TCTOP – Art and Creativity
Creating art in the orchard
During our project, we were inspired to create orchard art too!
Students and people with learning disabilities at Hereford Community Farm created papier mache creatures for an accessible art trail through the orchard. The trail is wheelchair accessible trail and includes lots of sensory elements so that people with disabilities can enjoy the experience as much as any visitor.
Slideshow images:
- A papier mache fox created for the Hereford Community Farm sensory art trail.
- Land art created from squashes grown at Hereford Community Farm.
- The Farm at Warham, by Brian Hatton (1910).
- Land art created from squashes.
- A local volunteer creating apple creatures during a public event
Luke’s Orchard! is a short film created for us by Luke Jackson as part of his Duke of Edinburgh award.
Over the course of one growing season, Luke photographed and filmed one of his family’s orchards. The pear orchard overlooks Ross on Wye and is nearing the end of its productive life cycle. The family intend to replace it with trees laid out on wires and posts, which are make it much easier to harvest the fruit.
Art workshops
Herefordshire children tried out a range of art forms for themselves.
In the summer of 2016, Lady Darnley, Lord-Lieutenant of Herefordshire, joined children from three local primary schools and groups of people with learning and physical disabilities in an orchard near Breinton. They worked with three local artists to try out stone carving, mask-making and land art.
The children came from Staunton-on-Wye Endowed School, Blackmarston Primary School and Hampton Dene Primary School. When they arrived at the event, they met a group of children from Barrs Court Primary School who were dressed as orchard insects.
Some of the school children performed dances for the visitors, as did ‘Everybody Dance’, a integrated company of performers of all ages and abilities.
Thanks to Hereford Times for the full report and to the Bulmer Foundation for the funding.

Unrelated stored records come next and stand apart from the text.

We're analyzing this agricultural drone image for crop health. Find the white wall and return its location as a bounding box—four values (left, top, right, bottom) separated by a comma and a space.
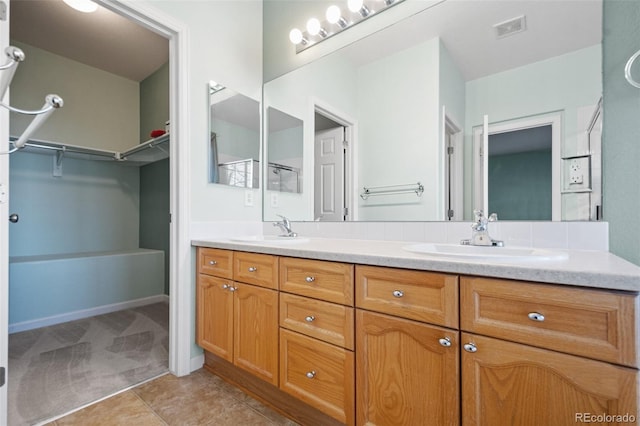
465, 44, 602, 221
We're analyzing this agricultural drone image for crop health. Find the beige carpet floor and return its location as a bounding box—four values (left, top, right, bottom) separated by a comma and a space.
7, 303, 169, 426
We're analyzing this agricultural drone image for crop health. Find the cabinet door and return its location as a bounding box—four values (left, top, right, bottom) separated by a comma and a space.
233, 283, 278, 386
462, 333, 638, 426
356, 309, 460, 426
196, 274, 234, 362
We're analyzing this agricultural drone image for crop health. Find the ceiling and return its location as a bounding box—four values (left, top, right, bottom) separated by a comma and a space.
10, 0, 169, 82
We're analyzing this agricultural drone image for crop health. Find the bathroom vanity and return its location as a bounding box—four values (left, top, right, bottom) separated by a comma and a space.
192, 239, 640, 425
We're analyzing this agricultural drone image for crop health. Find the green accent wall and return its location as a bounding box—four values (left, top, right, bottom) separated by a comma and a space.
139, 63, 170, 294
602, 0, 640, 265
489, 149, 552, 220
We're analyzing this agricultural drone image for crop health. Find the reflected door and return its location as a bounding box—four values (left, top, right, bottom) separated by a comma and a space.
314, 127, 345, 221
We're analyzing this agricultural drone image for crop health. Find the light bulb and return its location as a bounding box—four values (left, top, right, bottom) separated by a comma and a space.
347, 0, 364, 13
289, 28, 304, 44
307, 18, 322, 35
64, 0, 98, 13
326, 5, 342, 24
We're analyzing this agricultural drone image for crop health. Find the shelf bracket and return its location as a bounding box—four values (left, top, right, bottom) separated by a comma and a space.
53, 147, 64, 177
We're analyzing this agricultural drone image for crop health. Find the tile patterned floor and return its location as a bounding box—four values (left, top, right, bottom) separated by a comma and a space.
43, 370, 296, 426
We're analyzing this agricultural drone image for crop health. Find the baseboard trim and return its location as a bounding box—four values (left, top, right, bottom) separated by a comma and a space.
191, 354, 204, 373
9, 294, 169, 334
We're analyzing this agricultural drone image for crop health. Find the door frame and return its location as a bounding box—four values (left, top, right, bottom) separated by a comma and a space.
0, 0, 10, 425
473, 111, 563, 221
311, 97, 358, 222
94, 0, 196, 376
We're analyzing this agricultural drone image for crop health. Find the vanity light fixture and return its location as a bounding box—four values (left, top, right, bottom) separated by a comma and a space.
63, 0, 98, 13
289, 0, 404, 53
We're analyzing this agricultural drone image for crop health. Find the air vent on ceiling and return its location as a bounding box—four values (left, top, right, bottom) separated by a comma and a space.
493, 15, 527, 38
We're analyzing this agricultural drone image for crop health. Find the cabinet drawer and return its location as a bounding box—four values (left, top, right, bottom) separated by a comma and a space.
280, 328, 355, 425
233, 252, 278, 290
280, 293, 354, 350
198, 247, 233, 279
460, 277, 638, 367
356, 265, 458, 328
280, 257, 353, 306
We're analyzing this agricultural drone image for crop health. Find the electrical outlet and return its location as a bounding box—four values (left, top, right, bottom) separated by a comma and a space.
569, 160, 584, 185
244, 189, 253, 206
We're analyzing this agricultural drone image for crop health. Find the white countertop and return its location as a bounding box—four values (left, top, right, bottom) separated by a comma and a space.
191, 238, 640, 292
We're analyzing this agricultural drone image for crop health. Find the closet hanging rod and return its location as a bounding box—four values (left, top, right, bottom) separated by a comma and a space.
624, 50, 640, 89
5, 95, 64, 150
12, 138, 119, 160
360, 182, 424, 200
0, 46, 25, 98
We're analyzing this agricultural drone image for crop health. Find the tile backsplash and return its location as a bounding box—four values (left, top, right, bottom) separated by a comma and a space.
191, 221, 609, 251
263, 221, 609, 251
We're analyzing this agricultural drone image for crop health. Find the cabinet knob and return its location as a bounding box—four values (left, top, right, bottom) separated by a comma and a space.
528, 312, 544, 322
438, 337, 451, 348
462, 343, 478, 353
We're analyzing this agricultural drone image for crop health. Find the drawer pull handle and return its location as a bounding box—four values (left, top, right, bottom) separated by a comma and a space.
462, 343, 478, 353
528, 312, 544, 322
438, 337, 451, 348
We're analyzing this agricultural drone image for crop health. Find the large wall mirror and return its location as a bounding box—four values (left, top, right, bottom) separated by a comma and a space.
208, 81, 260, 188
263, 0, 602, 221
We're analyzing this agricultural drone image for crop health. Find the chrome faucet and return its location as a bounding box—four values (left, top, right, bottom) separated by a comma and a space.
273, 214, 298, 238
460, 210, 504, 247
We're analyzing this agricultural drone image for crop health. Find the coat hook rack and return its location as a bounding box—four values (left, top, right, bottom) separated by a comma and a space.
0, 46, 64, 154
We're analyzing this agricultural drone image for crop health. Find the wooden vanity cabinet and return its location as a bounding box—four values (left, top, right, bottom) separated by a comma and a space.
461, 333, 638, 426
196, 248, 279, 385
356, 265, 460, 426
460, 277, 638, 426
280, 257, 355, 425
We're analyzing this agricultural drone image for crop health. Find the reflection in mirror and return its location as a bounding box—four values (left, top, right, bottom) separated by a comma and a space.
263, 107, 304, 223
209, 82, 260, 188
264, 0, 602, 221
266, 108, 302, 194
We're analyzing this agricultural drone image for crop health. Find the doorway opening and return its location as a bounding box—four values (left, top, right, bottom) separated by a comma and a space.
473, 113, 562, 221
313, 105, 355, 222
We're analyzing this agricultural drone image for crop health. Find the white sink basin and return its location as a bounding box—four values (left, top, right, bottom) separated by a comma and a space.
229, 235, 309, 244
403, 243, 569, 261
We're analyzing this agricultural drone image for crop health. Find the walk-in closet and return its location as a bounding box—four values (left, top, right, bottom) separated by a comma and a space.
8, 0, 171, 425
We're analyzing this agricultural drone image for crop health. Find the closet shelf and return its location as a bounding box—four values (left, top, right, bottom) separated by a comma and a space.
10, 133, 169, 166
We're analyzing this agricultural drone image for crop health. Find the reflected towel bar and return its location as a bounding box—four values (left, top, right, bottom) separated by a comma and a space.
624, 50, 640, 89
360, 182, 424, 200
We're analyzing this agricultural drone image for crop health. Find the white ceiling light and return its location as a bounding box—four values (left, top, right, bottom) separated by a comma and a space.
288, 0, 403, 53
63, 0, 98, 13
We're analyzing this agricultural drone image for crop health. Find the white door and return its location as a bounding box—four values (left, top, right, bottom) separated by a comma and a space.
0, 0, 9, 425
314, 127, 345, 221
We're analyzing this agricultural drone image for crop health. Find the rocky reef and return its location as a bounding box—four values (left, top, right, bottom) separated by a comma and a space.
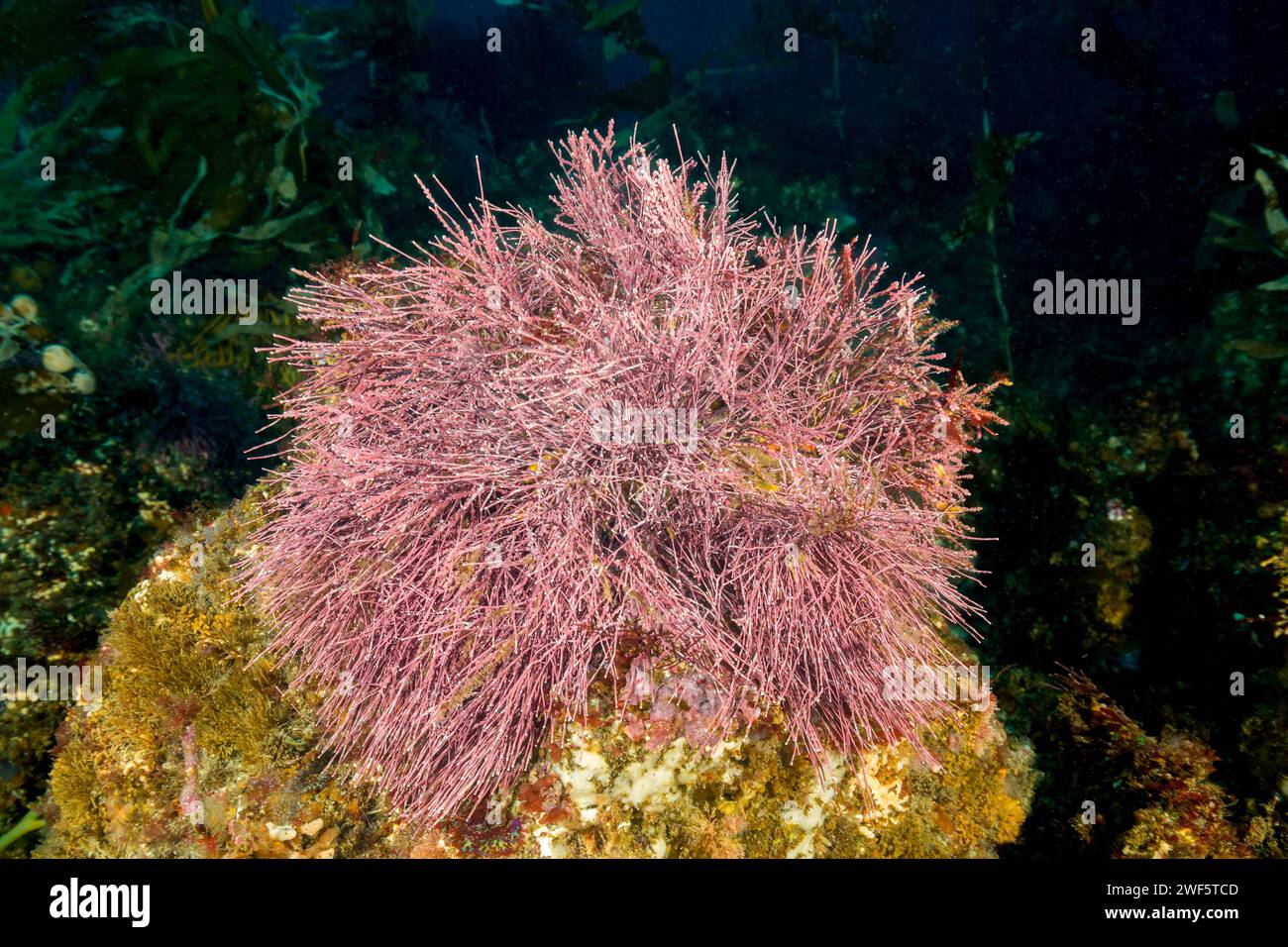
39, 487, 1034, 858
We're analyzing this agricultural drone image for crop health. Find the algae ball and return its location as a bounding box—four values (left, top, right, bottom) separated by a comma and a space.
72, 368, 97, 394
40, 346, 76, 374
9, 294, 40, 322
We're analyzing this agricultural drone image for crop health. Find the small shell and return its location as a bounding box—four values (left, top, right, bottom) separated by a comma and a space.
72, 368, 98, 394
9, 294, 40, 322
265, 822, 296, 841
40, 346, 76, 374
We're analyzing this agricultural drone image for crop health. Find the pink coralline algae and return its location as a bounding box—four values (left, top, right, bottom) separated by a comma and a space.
242, 129, 997, 819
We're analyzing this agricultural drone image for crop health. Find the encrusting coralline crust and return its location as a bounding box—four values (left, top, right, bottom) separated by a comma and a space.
241, 129, 997, 823
42, 487, 1034, 858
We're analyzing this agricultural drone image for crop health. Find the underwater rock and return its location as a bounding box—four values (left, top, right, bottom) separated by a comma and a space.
42, 487, 1034, 858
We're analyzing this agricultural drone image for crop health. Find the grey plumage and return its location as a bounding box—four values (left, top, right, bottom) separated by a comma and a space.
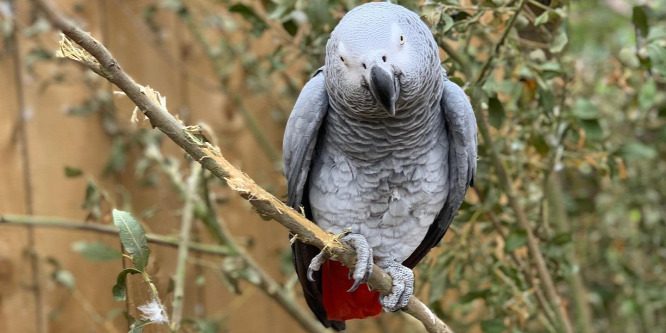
283, 3, 477, 329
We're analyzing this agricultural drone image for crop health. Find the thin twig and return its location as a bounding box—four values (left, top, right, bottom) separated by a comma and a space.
7, 1, 47, 333
33, 0, 451, 332
438, 38, 472, 80
171, 162, 201, 332
472, 0, 573, 333
0, 215, 236, 257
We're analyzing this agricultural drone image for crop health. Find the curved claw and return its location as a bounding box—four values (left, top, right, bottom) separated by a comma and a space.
341, 234, 373, 292
307, 252, 326, 282
379, 262, 414, 312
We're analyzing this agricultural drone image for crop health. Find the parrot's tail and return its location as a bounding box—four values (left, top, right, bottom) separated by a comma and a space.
321, 260, 382, 321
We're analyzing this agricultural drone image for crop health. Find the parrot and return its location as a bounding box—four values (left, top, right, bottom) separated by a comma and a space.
283, 2, 477, 331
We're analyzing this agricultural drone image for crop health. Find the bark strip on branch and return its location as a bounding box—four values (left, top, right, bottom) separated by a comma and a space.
33, 0, 451, 332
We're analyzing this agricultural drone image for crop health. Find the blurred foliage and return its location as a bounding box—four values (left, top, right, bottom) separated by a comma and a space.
2, 0, 666, 332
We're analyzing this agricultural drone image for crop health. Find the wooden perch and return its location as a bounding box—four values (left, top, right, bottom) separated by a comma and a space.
33, 0, 451, 333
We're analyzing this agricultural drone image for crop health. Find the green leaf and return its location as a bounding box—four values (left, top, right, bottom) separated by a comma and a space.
647, 42, 666, 75
551, 232, 573, 245
573, 99, 599, 120
65, 165, 83, 178
504, 230, 527, 252
460, 289, 490, 303
111, 268, 141, 301
580, 119, 604, 140
488, 97, 506, 129
534, 11, 550, 27
229, 3, 268, 37
282, 20, 298, 37
638, 79, 657, 110
631, 6, 650, 37
618, 141, 657, 160
112, 209, 150, 271
481, 319, 506, 333
440, 13, 454, 34
72, 241, 123, 261
550, 24, 569, 53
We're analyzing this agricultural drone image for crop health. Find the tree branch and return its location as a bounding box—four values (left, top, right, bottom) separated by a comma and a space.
0, 215, 237, 257
472, 0, 573, 333
33, 0, 451, 332
171, 162, 201, 332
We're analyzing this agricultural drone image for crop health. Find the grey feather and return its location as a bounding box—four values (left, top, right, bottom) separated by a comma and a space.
283, 2, 477, 329
282, 68, 328, 209
439, 78, 477, 229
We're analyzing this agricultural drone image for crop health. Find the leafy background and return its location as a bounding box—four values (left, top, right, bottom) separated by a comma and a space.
0, 0, 666, 332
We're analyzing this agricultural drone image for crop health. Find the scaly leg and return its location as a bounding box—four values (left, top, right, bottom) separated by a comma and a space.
308, 234, 372, 292
377, 260, 414, 312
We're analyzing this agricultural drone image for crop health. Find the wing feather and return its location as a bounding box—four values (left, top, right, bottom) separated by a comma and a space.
403, 76, 477, 268
282, 68, 345, 330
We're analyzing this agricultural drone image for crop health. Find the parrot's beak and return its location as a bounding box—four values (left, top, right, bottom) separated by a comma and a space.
369, 65, 400, 117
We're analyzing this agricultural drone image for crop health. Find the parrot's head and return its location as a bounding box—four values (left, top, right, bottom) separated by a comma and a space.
325, 2, 443, 118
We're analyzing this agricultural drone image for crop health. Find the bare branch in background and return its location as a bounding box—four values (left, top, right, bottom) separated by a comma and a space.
27, 0, 451, 332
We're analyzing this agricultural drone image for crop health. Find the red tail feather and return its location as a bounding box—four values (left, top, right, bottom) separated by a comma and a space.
321, 260, 382, 321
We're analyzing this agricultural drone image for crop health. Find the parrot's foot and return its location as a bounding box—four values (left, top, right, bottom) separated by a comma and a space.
341, 234, 373, 292
308, 234, 372, 292
379, 261, 414, 312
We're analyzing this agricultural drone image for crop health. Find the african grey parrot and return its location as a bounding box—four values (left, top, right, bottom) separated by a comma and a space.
283, 3, 477, 330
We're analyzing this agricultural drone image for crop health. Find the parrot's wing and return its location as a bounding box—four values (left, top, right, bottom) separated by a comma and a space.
403, 78, 477, 268
282, 67, 345, 330
282, 67, 328, 210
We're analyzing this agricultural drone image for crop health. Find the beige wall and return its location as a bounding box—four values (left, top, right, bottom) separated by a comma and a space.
0, 0, 320, 332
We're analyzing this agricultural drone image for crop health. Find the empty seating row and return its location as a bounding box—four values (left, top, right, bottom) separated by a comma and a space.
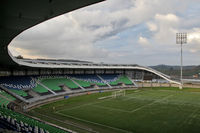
0, 107, 66, 133
0, 90, 15, 107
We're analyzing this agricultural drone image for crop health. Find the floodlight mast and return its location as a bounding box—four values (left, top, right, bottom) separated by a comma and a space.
176, 33, 187, 89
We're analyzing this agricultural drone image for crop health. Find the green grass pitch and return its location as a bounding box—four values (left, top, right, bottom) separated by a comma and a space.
28, 88, 200, 133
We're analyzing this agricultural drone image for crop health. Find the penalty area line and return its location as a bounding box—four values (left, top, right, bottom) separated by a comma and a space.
56, 112, 132, 133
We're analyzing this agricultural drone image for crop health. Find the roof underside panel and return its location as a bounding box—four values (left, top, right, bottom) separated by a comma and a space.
0, 0, 103, 66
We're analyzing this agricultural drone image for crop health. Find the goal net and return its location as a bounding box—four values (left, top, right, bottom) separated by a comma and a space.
112, 90, 126, 98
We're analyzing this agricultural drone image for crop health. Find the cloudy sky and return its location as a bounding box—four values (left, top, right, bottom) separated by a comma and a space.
9, 0, 200, 66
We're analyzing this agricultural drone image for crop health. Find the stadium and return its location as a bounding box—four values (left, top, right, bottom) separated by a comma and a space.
0, 0, 200, 133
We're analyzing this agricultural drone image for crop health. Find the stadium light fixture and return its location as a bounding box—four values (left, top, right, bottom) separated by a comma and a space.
176, 33, 187, 89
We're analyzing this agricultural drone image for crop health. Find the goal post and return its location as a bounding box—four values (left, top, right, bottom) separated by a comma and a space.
112, 90, 126, 98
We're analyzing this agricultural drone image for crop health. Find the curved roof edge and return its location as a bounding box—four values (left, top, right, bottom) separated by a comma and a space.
0, 0, 104, 67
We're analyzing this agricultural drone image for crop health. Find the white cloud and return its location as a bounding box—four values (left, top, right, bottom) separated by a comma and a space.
138, 36, 149, 45
9, 0, 200, 63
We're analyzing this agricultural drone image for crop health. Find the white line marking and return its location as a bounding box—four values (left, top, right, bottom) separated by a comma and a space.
91, 105, 131, 113
131, 95, 173, 113
57, 112, 132, 133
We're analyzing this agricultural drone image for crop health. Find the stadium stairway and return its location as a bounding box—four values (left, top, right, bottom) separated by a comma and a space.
37, 81, 57, 95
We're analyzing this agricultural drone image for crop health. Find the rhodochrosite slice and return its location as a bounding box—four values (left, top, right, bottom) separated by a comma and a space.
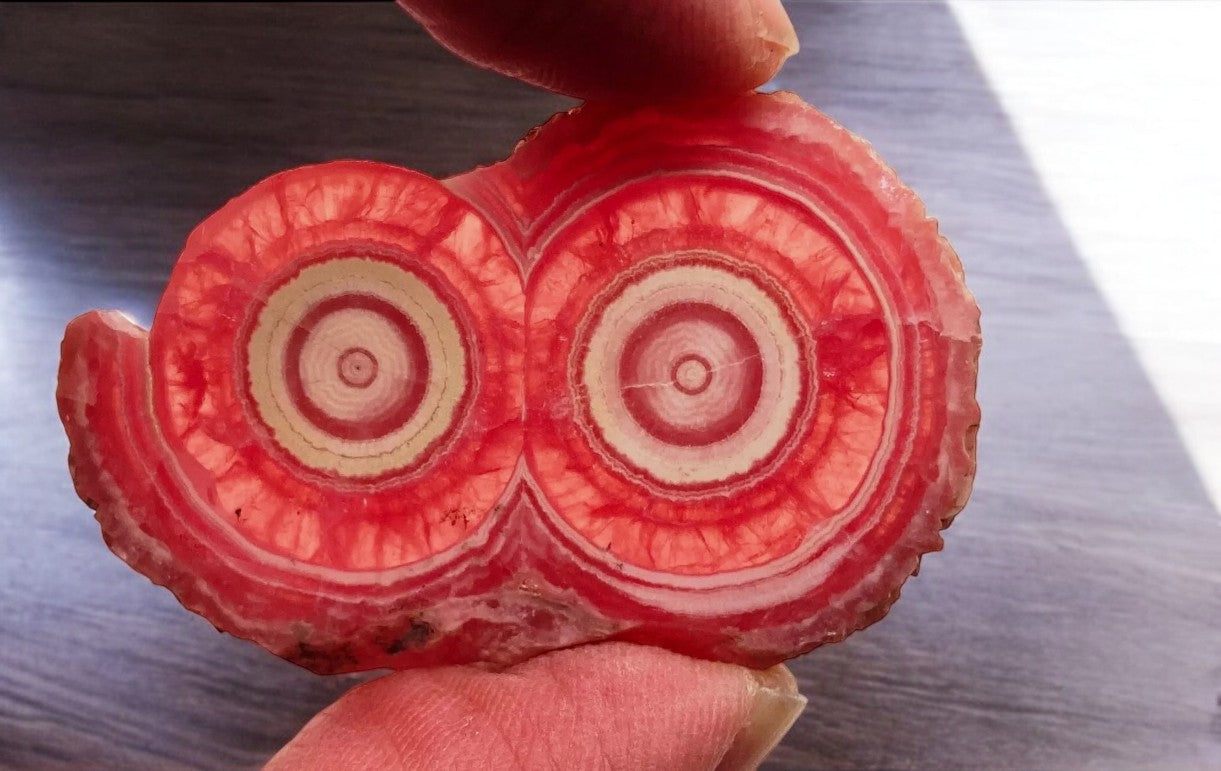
60, 94, 979, 672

Brian Hatton: Breinton artist
We discovered the work of a Herefordshire artist called Brian Hatton (1887-1916) who created art in the traditional orchards around Breinton during the early years of the 20th century.
Hatton was born and lived in Hereford. As a boy, he painted many scenes of rural life in Herefordshire and he won prizes for his work. in 1908 he travelled to Egypt to take part in an archaeological dig. Whilst there, he painted the people he saw as well as scenes of the landscape.
He set up a studio and began work as a professional portraitist in London before the First World War. When the war began, Hatton joined the Worcestershire Yeomanry and he was killed on active service in Egypt on 23 April 1916.
Herefordshire Museums Service have a large collection of his paintings and drawings. You can see this collection on their website.
Robin Thorndyke created the Brian Hatton trail in 2016 to mark the centenary of Hatton’s death. The trail follows a 5 mile route around Breinton.